MIXED NEWS FOR INTERNATIONAL MARKETS

MIXED NEWS FOR INTERNATIONAL MARKETS

In China, further tightening of the macroeconomic controls is expected, after the news on real economic growth at 11.5% during Q3 and on inflation rate at over 6% both in August and September. The rapid rise of oil prices in October/early December puts a further strain on the inflation numbers. Various ways to decrease liquidity are the key. Excessive growth is bringing up the asset values in the Stock Exchange to an unhealthy level, too. Recent boost of the stock values of PetroChina brought the company value virtually to par with Exxon, currently the highest value company in the world.

In the paper industry, September statistics brought, with some exceptions, mainly bad news both in Europe and in the US, as far as the volumes are concerned. Price data was more encouraging. Further supply reductions, on both sides of the Atlantic, firmed the paper markets in October. More closures have been announced for early 2008.

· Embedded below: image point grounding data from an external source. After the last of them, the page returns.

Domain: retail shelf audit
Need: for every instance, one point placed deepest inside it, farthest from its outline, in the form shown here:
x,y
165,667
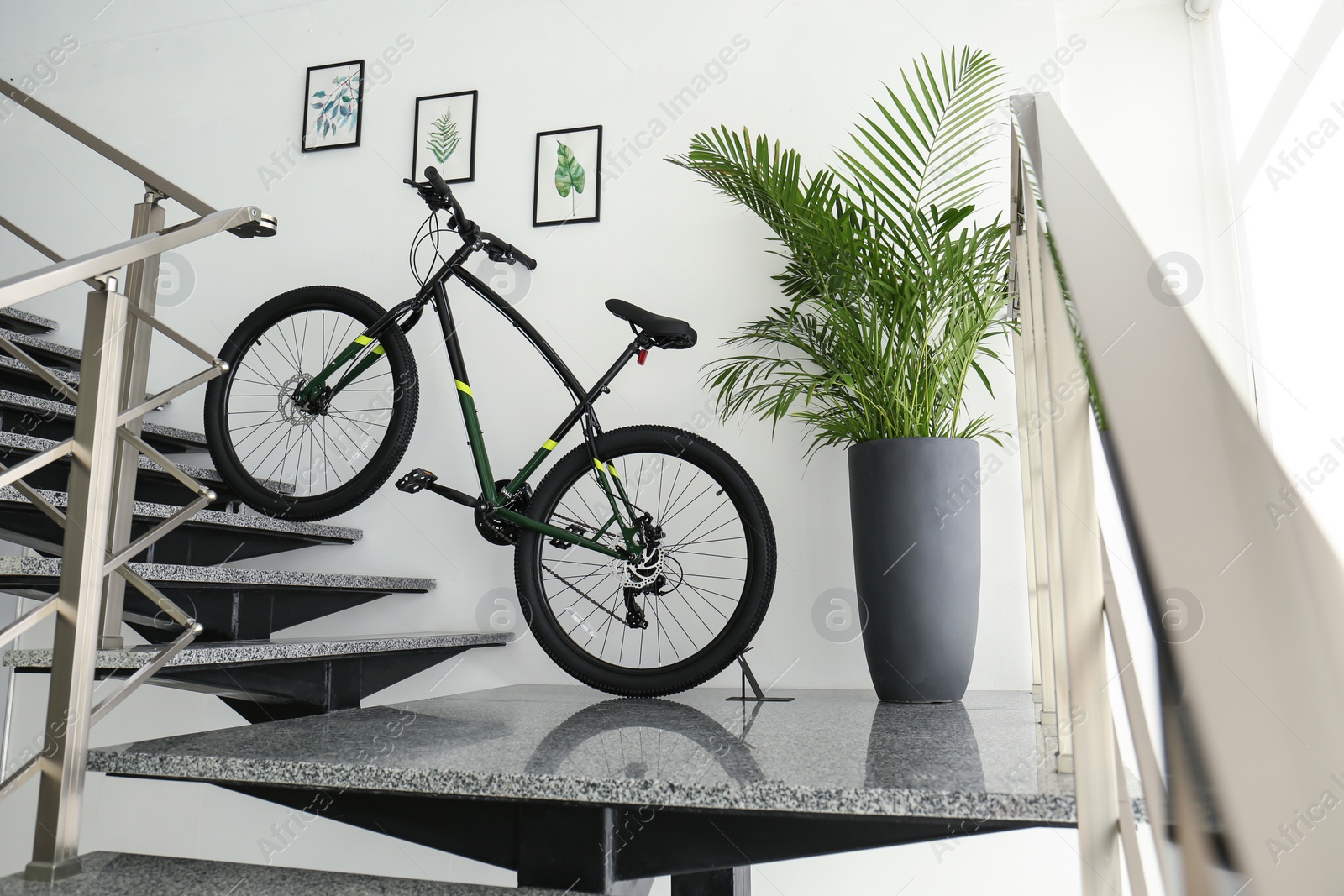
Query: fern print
x,y
570,176
444,139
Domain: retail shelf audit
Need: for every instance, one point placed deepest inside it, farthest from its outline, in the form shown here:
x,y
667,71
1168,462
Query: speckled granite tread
x,y
45,344
37,320
205,474
830,752
69,378
132,875
66,410
218,575
212,653
249,521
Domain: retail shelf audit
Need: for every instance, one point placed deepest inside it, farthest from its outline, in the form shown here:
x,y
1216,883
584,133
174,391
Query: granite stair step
x,y
230,602
208,537
154,484
18,376
51,354
282,679
44,418
134,875
22,322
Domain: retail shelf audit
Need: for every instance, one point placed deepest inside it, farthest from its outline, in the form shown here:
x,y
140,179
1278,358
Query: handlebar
x,y
437,194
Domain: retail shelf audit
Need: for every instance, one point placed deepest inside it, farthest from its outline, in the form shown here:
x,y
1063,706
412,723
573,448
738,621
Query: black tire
x,y
542,590
262,333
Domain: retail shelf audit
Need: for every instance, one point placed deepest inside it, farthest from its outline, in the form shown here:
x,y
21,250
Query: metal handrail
x,y
104,261
105,149
105,448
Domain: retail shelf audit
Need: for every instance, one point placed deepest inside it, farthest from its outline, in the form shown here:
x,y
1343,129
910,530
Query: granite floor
x,y
828,752
131,875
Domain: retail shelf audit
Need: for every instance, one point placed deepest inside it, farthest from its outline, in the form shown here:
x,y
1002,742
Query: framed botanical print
x,y
445,136
333,102
568,179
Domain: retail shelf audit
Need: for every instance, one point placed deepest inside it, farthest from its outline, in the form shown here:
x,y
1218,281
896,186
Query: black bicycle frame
x,y
495,500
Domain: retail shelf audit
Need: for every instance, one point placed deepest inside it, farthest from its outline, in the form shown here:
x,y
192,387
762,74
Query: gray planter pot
x,y
914,506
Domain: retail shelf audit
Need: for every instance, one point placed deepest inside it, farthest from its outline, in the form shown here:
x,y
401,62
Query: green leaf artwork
x,y
444,139
336,107
569,175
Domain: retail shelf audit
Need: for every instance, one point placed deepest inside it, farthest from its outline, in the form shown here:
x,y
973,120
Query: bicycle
x,y
644,559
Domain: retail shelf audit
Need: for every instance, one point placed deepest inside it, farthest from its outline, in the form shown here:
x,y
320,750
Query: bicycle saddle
x,y
665,332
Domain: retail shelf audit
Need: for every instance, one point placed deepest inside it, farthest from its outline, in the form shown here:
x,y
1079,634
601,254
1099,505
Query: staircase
x,y
237,658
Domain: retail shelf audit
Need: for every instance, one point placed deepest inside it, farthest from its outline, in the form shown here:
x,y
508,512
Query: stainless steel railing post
x,y
87,542
141,291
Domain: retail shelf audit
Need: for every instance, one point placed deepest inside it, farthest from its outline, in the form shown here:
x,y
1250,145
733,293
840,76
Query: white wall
x,y
208,94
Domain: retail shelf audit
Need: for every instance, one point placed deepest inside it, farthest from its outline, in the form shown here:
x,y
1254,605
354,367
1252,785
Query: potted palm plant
x,y
893,298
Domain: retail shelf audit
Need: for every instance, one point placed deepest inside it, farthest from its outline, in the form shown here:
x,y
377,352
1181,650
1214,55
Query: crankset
x,y
499,531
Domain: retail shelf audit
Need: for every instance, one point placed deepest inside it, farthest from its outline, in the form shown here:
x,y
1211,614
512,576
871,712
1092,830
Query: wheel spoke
x,y
683,616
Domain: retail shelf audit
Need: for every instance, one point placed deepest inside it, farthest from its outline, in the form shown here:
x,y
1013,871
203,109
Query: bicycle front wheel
x,y
309,459
701,595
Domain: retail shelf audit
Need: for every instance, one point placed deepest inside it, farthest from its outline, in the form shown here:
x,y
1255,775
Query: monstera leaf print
x,y
444,139
569,175
339,107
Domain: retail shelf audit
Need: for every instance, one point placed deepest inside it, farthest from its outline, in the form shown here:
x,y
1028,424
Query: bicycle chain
x,y
582,594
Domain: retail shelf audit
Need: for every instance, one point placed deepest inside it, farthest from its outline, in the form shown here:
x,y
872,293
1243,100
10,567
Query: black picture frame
x,y
417,157
593,170
309,123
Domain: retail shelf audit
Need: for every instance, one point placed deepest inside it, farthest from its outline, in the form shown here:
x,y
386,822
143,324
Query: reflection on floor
x,y
830,752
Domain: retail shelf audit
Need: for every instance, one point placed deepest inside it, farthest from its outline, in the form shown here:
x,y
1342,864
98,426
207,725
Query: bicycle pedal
x,y
416,481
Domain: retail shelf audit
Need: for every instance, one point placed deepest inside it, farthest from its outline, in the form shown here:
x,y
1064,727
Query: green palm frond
x,y
894,296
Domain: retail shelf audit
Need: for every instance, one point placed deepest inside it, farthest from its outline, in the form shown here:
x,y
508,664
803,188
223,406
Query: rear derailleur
x,y
644,575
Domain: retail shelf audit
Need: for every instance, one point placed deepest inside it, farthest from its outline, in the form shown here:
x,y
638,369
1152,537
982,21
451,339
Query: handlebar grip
x,y
437,181
528,261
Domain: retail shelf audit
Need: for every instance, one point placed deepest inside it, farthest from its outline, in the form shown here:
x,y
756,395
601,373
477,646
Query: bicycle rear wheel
x,y
703,593
311,461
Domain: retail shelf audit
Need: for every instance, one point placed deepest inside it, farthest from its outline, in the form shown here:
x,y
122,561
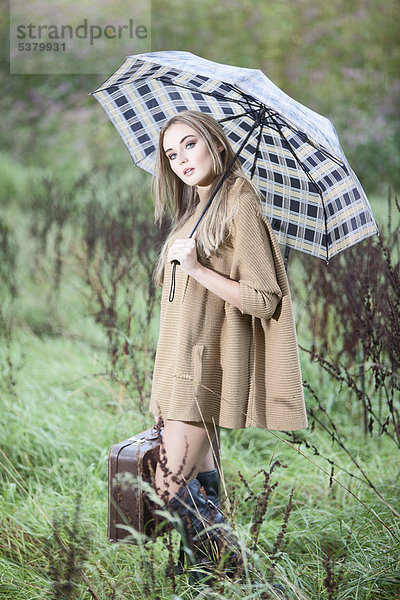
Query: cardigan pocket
x,y
198,351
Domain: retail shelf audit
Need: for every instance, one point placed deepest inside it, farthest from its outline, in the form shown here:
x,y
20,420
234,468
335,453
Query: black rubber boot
x,y
196,514
210,482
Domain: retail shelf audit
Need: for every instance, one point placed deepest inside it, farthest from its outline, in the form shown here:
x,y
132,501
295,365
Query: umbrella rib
x,y
213,94
287,143
253,168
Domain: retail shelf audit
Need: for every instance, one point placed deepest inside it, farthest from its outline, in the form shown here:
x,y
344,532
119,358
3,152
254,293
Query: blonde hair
x,y
180,199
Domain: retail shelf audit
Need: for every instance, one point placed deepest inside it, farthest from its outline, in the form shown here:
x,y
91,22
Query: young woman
x,y
227,351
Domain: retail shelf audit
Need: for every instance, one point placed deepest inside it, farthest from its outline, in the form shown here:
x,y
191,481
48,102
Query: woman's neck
x,y
203,192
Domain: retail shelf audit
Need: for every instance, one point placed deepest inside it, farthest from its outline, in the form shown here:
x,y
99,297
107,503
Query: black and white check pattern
x,y
311,196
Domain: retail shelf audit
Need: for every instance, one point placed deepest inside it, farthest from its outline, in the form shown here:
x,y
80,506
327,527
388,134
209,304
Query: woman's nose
x,y
182,158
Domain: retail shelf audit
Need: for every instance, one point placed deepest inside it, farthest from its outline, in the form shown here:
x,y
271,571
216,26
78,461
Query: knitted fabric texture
x,y
215,363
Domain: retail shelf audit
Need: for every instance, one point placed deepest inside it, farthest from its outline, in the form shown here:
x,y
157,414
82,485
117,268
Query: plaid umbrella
x,y
310,195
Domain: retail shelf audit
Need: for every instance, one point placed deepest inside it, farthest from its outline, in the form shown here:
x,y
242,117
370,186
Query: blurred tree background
x,y
342,59
79,316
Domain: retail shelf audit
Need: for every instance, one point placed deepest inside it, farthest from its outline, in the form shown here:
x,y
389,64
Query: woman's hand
x,y
185,251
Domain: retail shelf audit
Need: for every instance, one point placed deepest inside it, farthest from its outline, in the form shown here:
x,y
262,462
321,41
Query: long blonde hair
x,y
180,199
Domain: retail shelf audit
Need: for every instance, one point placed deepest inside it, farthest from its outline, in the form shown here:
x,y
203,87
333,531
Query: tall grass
x,y
64,401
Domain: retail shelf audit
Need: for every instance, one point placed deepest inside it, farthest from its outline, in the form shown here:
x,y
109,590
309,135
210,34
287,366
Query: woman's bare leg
x,y
188,451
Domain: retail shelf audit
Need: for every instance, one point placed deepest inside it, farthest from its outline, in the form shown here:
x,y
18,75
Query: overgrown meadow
x,y
316,511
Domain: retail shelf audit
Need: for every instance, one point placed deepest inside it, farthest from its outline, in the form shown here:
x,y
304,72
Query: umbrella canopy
x,y
310,195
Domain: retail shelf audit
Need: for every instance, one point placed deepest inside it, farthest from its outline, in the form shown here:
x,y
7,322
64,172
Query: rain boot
x,y
210,482
197,514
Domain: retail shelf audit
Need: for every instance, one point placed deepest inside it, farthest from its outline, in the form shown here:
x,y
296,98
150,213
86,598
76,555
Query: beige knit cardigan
x,y
215,363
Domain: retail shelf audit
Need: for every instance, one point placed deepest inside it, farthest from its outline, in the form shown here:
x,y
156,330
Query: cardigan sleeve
x,y
253,264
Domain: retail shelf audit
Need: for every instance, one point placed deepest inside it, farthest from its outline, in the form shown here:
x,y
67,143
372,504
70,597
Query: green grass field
x,y
61,410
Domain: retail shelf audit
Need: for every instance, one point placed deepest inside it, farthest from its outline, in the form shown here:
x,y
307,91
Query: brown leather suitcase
x,y
129,463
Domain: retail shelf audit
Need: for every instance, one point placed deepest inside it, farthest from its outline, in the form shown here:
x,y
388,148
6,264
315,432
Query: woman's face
x,y
188,155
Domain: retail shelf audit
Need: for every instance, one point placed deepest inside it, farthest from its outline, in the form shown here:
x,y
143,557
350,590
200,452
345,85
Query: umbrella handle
x,y
173,284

In the US, demand for both uncoated and coated free sheet has fallen. The prices have not. This is partly due to the USD-weakness but mainly to the supply/demand balance being maintained by some improvement in the demand for coated and uncoated mechanicals and with capacity closures by e.g. Wausau in uncoated free sheet and UPM in LWC. Improvement of the coated paper prices also helps Europe as exports to the US become a more viable option.

In Europe, order inflow for coated grades appears to have improved in October. In uncoated woodfrees the order books and lead times appear to have shortened. Also, inventories at paper mills are reported to be higher.

In packaging grades, markets remain satisfactory both in the US as well as in Europe. But these are also the grades in which capacity has been growing very rapidly in Asia and where new capacity will be added in the medium-term future also in Western and Eastern Europe.

The North American pulp market has continued to be tight in spite of the anticipated slowing activity in many areas of the US paper sector. Additionally, more pulp will slowly be available from integrated pulp mills serving previously paper mills which are to be closed down. Increasing pulp demand in the recent months with improved paper pricing together with appreciating CAD, almost 25% since end of 2006 and 7% from a month ago, and rising fibre and energy costs, are supporting the pricing initiatives. The announced NBSK pulp price increases for November in the NA market have not been publicly followed by all major producers.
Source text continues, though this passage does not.